Mélanie Geelkens

La sacrée paire de Mélanie Geelkens: la chienne et la chatte (chronique)

Mélanie Geelkens Journaliste, responsable éditoriale du Vif.be

Dindes, grues, truies, poules, thons… Les hommes étaient-ils si paresseux, lexicalement parlant, que pour puiser toutes leurs insultes dans le répertoire animalier ? D’autant que, hormis les porcs, la réciproque est moins vraies. Comparer sans cesse les femmes à des animaux n’est pas un hasard du dictionnaire: c’est une infériorisation voulue.

Ahahahahah. Hilarante, vraiment, cette vanne du petit malin qui, sur Facebook, le 25 novembre dernier, a posté: « Thanksgiving: journée internationale de lutte contre les violences faites aux dindes », alors que ce jour-là était aussi consacré à la lutte contre les violences faites aux femmes. Le calendrier est parfois mal fait. Mais bon, les unes comme les autres se font massacrer sans que ça n’émeuve personne.
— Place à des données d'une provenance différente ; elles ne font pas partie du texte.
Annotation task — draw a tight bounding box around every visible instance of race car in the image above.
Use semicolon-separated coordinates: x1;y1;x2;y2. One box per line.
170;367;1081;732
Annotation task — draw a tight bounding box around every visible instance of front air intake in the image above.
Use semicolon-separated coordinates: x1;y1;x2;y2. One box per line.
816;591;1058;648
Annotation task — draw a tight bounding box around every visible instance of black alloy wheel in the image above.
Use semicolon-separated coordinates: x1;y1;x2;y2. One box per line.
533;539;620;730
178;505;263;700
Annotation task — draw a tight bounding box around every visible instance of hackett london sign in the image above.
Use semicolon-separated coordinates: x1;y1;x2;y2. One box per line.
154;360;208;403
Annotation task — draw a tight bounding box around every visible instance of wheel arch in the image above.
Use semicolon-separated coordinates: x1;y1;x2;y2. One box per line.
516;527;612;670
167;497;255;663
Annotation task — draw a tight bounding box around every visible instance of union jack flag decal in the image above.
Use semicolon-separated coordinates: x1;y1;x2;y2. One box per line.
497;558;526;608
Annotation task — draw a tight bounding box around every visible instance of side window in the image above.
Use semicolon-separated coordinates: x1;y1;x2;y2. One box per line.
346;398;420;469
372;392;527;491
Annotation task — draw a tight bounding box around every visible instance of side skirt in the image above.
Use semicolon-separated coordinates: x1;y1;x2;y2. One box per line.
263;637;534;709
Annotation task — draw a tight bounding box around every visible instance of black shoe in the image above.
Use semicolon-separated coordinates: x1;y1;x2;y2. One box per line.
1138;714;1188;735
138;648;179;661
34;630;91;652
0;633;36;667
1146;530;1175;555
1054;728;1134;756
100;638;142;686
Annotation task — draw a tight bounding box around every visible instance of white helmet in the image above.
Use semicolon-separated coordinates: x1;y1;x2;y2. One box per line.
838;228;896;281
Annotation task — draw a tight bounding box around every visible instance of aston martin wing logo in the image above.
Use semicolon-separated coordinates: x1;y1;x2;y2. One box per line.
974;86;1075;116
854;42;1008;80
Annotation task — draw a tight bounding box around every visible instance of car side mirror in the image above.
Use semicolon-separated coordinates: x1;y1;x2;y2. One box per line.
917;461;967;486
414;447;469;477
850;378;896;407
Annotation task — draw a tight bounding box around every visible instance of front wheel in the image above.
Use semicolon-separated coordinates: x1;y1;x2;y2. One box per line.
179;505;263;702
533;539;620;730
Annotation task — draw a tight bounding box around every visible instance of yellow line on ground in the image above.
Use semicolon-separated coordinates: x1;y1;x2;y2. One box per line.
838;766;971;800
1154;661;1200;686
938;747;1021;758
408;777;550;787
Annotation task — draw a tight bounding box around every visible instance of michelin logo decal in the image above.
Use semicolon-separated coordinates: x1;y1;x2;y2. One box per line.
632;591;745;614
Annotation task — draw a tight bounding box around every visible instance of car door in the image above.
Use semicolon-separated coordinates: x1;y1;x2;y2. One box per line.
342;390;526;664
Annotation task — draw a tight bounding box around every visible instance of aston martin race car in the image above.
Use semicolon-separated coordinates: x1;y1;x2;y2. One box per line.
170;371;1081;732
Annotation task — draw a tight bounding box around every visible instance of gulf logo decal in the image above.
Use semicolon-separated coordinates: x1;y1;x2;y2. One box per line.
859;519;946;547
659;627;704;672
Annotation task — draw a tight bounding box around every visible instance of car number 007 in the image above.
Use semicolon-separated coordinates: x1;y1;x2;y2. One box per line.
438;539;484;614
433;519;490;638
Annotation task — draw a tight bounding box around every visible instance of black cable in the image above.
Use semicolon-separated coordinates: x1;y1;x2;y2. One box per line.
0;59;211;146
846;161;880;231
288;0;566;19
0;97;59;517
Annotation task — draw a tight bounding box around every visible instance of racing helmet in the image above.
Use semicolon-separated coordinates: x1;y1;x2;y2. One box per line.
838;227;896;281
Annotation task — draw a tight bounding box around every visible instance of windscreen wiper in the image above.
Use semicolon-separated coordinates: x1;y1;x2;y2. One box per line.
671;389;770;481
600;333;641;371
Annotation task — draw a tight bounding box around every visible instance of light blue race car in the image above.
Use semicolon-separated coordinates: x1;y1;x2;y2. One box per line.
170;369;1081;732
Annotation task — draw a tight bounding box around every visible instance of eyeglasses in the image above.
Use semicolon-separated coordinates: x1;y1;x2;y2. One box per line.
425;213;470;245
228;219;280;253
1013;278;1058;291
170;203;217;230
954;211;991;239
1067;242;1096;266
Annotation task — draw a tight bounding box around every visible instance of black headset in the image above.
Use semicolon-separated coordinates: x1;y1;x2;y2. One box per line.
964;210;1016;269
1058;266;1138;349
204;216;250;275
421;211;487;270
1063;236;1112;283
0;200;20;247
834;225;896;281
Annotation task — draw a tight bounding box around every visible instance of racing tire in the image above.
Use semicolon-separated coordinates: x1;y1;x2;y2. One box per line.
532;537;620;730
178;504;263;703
Les dindes. Etrange: lire ce mot ne fait pas apparaître une image mentale de volaille. C’est comme les chiennes, les grues, les thons, les pouliches, les poules, les juments, les truies, les bécasses, les cougars. Les levrettes ou leurs opposées, les étoiles de mer. Et les chattes, comment les oublier, les chattes? Puis les morues. Ainsi que les vaches (souvent grosses, d’ailleurs). Les hommes étaient-ils si paresseux, lexicalement parlant, pour puiser toutes leurs insultes dans le répertoire animalier?
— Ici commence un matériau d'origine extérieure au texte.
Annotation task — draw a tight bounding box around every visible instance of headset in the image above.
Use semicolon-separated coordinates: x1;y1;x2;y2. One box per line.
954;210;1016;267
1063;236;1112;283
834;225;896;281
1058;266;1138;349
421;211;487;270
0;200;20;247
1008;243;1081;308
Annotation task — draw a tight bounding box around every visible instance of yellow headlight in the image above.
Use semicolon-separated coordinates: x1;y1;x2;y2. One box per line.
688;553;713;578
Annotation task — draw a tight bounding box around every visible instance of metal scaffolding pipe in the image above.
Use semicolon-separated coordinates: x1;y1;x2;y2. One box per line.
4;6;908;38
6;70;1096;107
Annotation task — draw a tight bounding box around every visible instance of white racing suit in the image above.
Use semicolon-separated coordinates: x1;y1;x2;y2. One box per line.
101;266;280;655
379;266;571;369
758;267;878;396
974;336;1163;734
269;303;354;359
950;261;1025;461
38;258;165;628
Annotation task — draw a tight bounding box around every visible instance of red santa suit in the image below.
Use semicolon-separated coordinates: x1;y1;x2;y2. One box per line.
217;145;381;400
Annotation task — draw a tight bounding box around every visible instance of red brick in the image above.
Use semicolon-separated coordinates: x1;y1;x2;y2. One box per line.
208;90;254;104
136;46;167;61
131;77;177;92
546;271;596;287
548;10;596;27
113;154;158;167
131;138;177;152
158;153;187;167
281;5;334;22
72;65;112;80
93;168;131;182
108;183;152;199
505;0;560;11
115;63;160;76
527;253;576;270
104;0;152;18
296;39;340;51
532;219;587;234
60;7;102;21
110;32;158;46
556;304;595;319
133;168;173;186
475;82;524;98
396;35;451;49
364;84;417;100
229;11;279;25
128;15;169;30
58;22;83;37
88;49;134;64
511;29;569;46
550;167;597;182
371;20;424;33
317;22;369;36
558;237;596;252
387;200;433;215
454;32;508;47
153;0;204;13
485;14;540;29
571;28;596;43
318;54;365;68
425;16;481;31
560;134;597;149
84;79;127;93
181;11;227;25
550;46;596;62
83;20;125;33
Autant d’occurrences, cela ne peut relever de la coïncidence. Pour Serge Garcet, professeur au département de criminologie de l’ULiège, ce vocabulaire a une signification claire: c’est un beau gros stéréotype de genre. De ceux qu’il est si difficile de déconstruire. « Les femmes sont reléguées au même rang que les animaux, donc elles ne font pas vraiment partie de l’humanité avec un grand H, donc elles sont inférieures aux hommes. » Donc elles peuvent être chassées, pêchées, traquées, violentées. Tuées. Quoique (petite parenthèse), un chaton torturé provoque souvent plus d’émotion collective qu’une meuf qui en a pris plein la gueule. Il suffit d’être un brin cinéphile: le viol, les coups, le sang débordent à l’écran, mais un oiseau écrasé serait considéré de mauvais goût (fin de la digression).

Il est frappant de constater que derrière quasi tous ces vocables transparaît une allusion sexuelle évidente. Ou une évocation blessante à un physique jugé disgracieux (c’est-à-dire n’inspirant pas le désir sexuel). Ou un sous-entendu cinglant quant aux capacités intellectuelles de ces idiotes. Connes, moches, putes: le triptyque habituel des insultes faites aux femmes. Car les ramener inlassablement à leur apparence, leur corps, leur sexualité – qui sera toujours trop forte ou trop faible, jamais adéquate -, c’est leur refuser l’accès à l’espèce pensante, une taxinomie uniquement réservée aux hommes.

Tout au plus sont-ils traités de porcs, eux. Parfois de chiens, ce qui n’a rien de sexuel. Ou de requin, qui n’a pas de nom pour sa femelle, et de toute façon, personne n’attend d’elles qu’elles soient « ambitieuses et sans pitié ». Les comparaisons animales que leur réserve la langue française sont même plutôt avantageuses. Un (bel) étalon. Un coq (et sa basse-cour). Un lion. Un chaud lapin. Fier comme un paon. Malin comme un singe. Doux comme un agneau. Fort comme un boeuf. N’en jetez plus! Le mâle est flatté et l’ours mal léché pèsera peu dans la balance. Rusée comme une renarde, bizarrement, ça sonne beaucoup moins bien.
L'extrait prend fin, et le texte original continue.